Gym owners move SC against sealing move
New Delhi
Six gym outlets have approached the Supreme Court against the monitoring committee’s September 24 order to seal fitness joints, including gyms, yoga and meditation centres, that opened after August 12, 2008.
The top court-appointed panel, supervising the sealing drive in Delhi, had said in its notice that such centres were not permitted on properties irrespective of these being in commercial, mixed land or non-notified areas.
The applicants want the top court to quash the notice or alternatively direct the civic authorities to hear them out. As an interim measure, the petitioners want the court to prohibit government agencies from taking coercive action.
Senior advocate Dhruv Mehta, appearing for the gym owners, mentioned the application before a bench led by Justice Arun Mishra on Monday. On his request, the bench agreed to give it an urgent hearing and fixed the matter for Friday.
The petition says fitness centres were permissible under the Master Plan for Delhi, 2021, and that owners had paid conversion charges for the mixed use of the properties. The premises had been hired on long-term leases for specific utilisation only after the owners got permission to operate after payment of mixed land-use charges.
The monitoring committee’s notice to the agencies to follow the law is virtually a direction to them to seal the premises and it has been done without affording an opportunity to the gym owners, the petitioners said.
They quoted provisions from the MPD-2021 to show that the entire objective of permitting mixed use was to make available certain services and activities to local residents. Also, it was to mitigate increased traffic and congestion if such residents were to travel to distant places to avail of the same services.
“The localisation of services also mitigates environmental impact,” the petition said. The notice strikes at the citizen’s rights to live a healthy life that has been recognized as part of right to life under Article 21, it said.
Closure of fitness centres would not just cause monetary loss to owners but also affect the livelihood of hundreds of employees working at these places.
A perusal of MPD-2021 shows fitness centres are restricted only to category A&B colonies and not in C to G categories, the petitioners said, questioning the legal validity of the notice.

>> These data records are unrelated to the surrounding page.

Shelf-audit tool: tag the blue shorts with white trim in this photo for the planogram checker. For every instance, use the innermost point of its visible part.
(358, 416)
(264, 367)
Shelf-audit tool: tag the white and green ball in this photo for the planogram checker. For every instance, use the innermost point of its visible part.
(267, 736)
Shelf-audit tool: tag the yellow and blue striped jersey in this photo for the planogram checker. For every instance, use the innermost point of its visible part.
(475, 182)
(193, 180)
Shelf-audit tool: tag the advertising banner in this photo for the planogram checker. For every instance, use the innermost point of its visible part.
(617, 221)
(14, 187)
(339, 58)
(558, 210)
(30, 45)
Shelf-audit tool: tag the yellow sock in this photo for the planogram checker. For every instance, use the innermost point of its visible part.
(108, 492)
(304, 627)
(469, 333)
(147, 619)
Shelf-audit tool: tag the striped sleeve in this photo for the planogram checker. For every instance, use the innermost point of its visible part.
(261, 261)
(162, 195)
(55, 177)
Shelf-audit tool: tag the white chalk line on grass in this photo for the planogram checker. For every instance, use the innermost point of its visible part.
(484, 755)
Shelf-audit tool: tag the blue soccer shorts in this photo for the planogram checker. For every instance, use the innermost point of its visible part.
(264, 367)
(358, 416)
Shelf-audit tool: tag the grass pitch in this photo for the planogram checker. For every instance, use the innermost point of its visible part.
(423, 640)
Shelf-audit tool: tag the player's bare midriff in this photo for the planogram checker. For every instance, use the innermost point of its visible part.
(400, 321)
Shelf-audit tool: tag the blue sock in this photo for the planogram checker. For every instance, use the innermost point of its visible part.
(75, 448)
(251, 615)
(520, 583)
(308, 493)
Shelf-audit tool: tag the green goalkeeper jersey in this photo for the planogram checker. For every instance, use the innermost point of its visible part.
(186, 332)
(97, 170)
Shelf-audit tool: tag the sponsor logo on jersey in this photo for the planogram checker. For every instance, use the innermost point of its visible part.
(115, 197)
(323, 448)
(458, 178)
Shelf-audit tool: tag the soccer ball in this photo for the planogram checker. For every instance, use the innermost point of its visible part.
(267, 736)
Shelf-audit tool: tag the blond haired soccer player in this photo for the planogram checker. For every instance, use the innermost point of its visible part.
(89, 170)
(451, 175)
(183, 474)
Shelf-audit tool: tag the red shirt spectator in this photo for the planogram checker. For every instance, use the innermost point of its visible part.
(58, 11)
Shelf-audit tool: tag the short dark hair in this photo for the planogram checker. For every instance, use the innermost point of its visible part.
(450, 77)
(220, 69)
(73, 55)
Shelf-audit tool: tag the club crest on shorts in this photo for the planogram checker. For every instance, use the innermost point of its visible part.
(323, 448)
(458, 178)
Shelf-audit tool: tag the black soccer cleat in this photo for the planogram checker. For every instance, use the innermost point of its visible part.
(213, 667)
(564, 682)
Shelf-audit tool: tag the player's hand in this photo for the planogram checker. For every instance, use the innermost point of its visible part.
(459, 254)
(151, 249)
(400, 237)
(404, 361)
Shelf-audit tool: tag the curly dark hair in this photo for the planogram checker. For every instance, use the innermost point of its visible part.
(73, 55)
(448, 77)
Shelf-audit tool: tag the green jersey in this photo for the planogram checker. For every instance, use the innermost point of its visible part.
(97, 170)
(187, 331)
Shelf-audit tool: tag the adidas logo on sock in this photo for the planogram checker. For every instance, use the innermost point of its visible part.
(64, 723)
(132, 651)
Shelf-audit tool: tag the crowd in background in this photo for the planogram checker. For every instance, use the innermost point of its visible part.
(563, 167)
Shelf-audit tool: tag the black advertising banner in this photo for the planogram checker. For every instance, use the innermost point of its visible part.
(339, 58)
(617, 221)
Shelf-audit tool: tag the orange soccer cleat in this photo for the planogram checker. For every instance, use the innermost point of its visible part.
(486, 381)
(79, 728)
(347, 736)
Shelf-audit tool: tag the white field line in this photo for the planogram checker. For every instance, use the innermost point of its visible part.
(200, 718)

Kamaljeet Sehrawat, leader of House, South Delhi Municipal Corporation, said, “Moving the Supreme Court is within the legal rights of the gym owners. We were anyway not going to take any immediate punitive action against fitness centres. Declaring fitness centres illegal through a cut-off date is not right rather it should be based on norms. Gyms and yoga centres neither create pollution nor traffic snarls so the action against such units doesn’t make much sense. The master plan needs to be amended. We have sought time from the minister of housing and urban affairs Hardeep Puri and will request him to amend the master plan so that sealing of gyms and yoga centres can be stopped.”